Penasaran, Kompas mengarahkan sepeda motor ke rel kereta yang dimaksud. Rel ini berada sekitar 200 meter dari pos RW 012. Ketika melintas di rel, tampak sekelompok anak muda sedang bercengkerama. Salah seorang di antara mereka meminta Kompas berhenti. Merasa ada yang tak beres, Kompas langsung tancap gas dan meninggalkan tempat itu.
Agenda liputan di kawasan ini sebetulnya untuk mengetahui pemanfaatan air yang dijual dari bekas hidran umum. Berdasarkan informasi, sedikitnya ada dua bekas hidran umum yang masih eksis di tempat ini. Satu dikelola RW dan satunya lagi dikelola oleh pensiunan aparat.
Ketua Komite Independen Pelanggan Air Minum Jakarta Utara Jalaludin menyebut, sejumlah kawasan di Jakarta Utara, terutama di daerah yang diduga banyak terdapat kebocoran air PAM, memang dianggap ”angker” oleh sebagian kalangan. Kesan itu ditangkap setelah beberapa kali dia mengajak operator PAM (Aetra) untuk sosialisasi kepada warga dan memeriksa dugaan pencurian air yang terjadi.

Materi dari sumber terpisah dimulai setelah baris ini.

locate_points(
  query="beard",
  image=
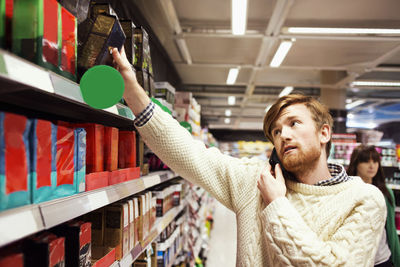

Di tahun 2010, katanya, pernah ada karyawan operator PAM ditahan warga di Kali Baru, Cilincing, Jakarta Utara. Mereka ditahan hingga tengah malam lantaran air warga tak mengalir di tempat itu. ”Saya juga pernah menawarkan ke operator (Aetra) agar sosialisasi di tempat saya, di Priok. Mereka malah takut. ’Jangan Bang, nanti kami enggak bisa pulang.’ Ah, kacangan juga, ” kata Jalaludin.
Kedo, pensiunan pekerja harian PAM yang pernah direkrut oleh Koperasi Karyawan Aetra, mengungkapkan, pekerja harian sering bertemu ”orang tak waras ” di lapangan. Kedo pernah dikejar warga yang menggunakan celurit saat menyegel meteran di salah satu tempat di Jakarta Utara. Dia juga pernah disekap warga di dalam rumah. ”Padahal, saya juga orang Priok (Jakarta Utara), ” ujarnya.
Menurut Manajer Commercial Lost Handling Palyja Rapris Ulisaut Simanjuntak, ancaman dan resistensi warga seakan sudah menjadi makanan sehari-hari timnya. Anggotanya pernah disekap karena menginvestigasi ketidakberesan meteran air milik seorang advokat. Bahkan, dulu anggotanya pernah ditabrak preman ketika menertibkan sambungan ilegal di Kalijodo.